D'abord policier puis auteur de polars, Víctor del Árbol défend un polar ancré dans le réel, attentif aux tensions politiques et sociales de notre époque.

À l’occasion du festival Quais du Polar, il revient sur son parcours, son écriture et le rôle du roman noir aujourd’hui.

Quelques questions à Víctor del Árbol

Vous avez été policier avant d'être auteur de polars. Votre expérience dans la police a-t-elle été source d'inspiration pour vos différents romans ?

Avoir été policier pendant vingt ans a été une école de vie qui m’a permis de connaître la nature humaine d’un point de vue inaccessible à la plupart des gens. Cette expérience nourrit une partie de mes romans, notamment en ce qui concerne la violence contre les enfants et contre les femmes.

J’essaie aussi de montrer que la justice et le droit ne coïncident pas toujours.

Vous êtes publié dans une collection de polars emblématique en France. Qu'est ce que cela représente pour vous de faire partie de la collection “Actes noirs” chez Actes Sud ?

La France est le seul pays au monde où mes livres sont publiés dans une collection dédiée au polar et c’est parce que la collection Actes noirs a un énorme prestige – même en Espagne, où elle est une référence du genre.

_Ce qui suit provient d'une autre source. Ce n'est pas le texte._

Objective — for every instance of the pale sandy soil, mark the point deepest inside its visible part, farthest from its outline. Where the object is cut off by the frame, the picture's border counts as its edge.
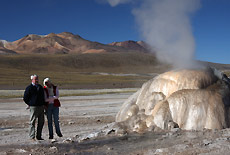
(82, 115)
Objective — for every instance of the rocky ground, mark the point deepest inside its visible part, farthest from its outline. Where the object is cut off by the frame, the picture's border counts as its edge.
(87, 126)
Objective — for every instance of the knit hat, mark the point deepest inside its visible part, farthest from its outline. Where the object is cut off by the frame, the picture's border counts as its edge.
(46, 80)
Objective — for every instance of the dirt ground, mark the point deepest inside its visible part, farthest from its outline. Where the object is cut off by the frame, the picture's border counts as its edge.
(82, 118)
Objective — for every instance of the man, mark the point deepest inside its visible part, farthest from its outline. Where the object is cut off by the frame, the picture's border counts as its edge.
(34, 98)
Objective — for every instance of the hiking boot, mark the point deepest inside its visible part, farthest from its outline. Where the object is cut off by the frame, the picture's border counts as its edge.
(51, 137)
(39, 138)
(60, 135)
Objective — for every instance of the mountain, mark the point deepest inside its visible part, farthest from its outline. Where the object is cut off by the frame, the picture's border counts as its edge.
(64, 43)
(4, 50)
(140, 45)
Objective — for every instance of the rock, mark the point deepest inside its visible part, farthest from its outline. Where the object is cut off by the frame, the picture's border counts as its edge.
(68, 140)
(207, 142)
(53, 148)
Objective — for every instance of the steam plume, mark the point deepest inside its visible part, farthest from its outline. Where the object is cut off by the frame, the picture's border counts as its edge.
(165, 25)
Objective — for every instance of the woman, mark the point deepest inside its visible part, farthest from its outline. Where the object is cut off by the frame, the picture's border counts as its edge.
(53, 104)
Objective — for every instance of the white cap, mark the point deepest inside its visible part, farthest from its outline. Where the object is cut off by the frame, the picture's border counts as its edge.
(46, 80)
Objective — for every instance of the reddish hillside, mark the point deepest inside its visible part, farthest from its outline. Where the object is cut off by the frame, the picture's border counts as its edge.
(67, 43)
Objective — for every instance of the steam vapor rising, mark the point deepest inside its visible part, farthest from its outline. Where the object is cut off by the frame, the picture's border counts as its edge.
(165, 25)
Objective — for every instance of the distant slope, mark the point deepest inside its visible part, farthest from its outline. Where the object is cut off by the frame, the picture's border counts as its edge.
(66, 43)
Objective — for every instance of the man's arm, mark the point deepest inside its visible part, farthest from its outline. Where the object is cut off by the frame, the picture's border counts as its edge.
(26, 96)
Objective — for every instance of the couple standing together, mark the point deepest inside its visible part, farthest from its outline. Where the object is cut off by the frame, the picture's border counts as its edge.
(39, 99)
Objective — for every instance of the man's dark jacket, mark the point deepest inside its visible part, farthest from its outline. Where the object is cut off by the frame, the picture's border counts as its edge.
(34, 96)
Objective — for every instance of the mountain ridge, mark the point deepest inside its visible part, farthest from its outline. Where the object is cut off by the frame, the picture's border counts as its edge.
(66, 43)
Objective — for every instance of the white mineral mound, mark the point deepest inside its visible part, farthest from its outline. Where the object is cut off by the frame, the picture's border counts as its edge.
(190, 99)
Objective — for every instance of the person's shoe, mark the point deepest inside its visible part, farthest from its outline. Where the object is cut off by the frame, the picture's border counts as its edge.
(60, 135)
(51, 137)
(33, 139)
(39, 138)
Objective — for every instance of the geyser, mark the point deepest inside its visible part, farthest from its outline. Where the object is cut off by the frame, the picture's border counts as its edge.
(188, 99)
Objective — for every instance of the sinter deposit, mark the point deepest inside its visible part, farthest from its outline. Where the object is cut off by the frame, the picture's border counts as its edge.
(188, 99)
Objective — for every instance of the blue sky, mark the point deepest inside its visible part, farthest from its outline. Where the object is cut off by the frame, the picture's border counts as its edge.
(100, 22)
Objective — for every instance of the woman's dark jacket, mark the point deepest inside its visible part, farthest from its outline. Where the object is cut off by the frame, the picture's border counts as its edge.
(34, 96)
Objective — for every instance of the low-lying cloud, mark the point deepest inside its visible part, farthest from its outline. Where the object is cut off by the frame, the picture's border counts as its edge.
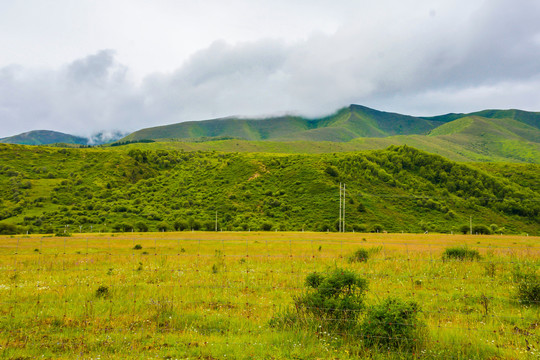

Partager un catalogue avec des auteurs comme Stieg Larsson, Nicolas Mathieu ou Keigo Higashino est un honneur, car ils allient exigence littéraire et capacité narrative.

Je dois à cette collection mythique mon premier grand succès international et je lui en serai toujours reconnaissant.

En vingt ans, le polar a énormément évolué. Que pensez-vous que les lecteurs attendent de retrouver dans un polar aujourd'hui ?

Je pense que les lecteurs s'attendent à une connexion critique avec la réalité de notre temps mais sans manipulation démagogique ni leçons morales, une intrigue agile mais sans renoncer au style, à la littérature et à la profondeur des personnages. Dans le polar d’aujourd’hui, nous cherchons à créer des liens émotionnels avec les autres sans pour autant renoncer à la complexité éthique, technologique et politique de nos sociétés modernes.

Que disent vos polars de l'Espagne contemporaine ?

Ils parlent de mémoire, de blessures qui ne se ferment pas, héritées du franquisme et d’un devoir envers les victimes réduites au silence par la répression. Mais aussi d’une société moderne, progressiste, européenne qui fait face aux maux du post-communisme, à la crise immobilière, à la corruption endémique de la classe politique, et cela avec l’énergie des nouvelles générations.

Que représente pour vous un festival comme Quais du Polar ?

C’est la grande fête du noir, un festival de référence dans le monde, pour la qualité des écrivains et des échanges lors des colloques, pour la fréquentation massive des lecteurs. En outre, j’ai un amour particulier pour ce festival, car c’est ici que j’ai remporté le Prix du polar européen du Point en 2012 et cela a changé ma carrière d’écrivain.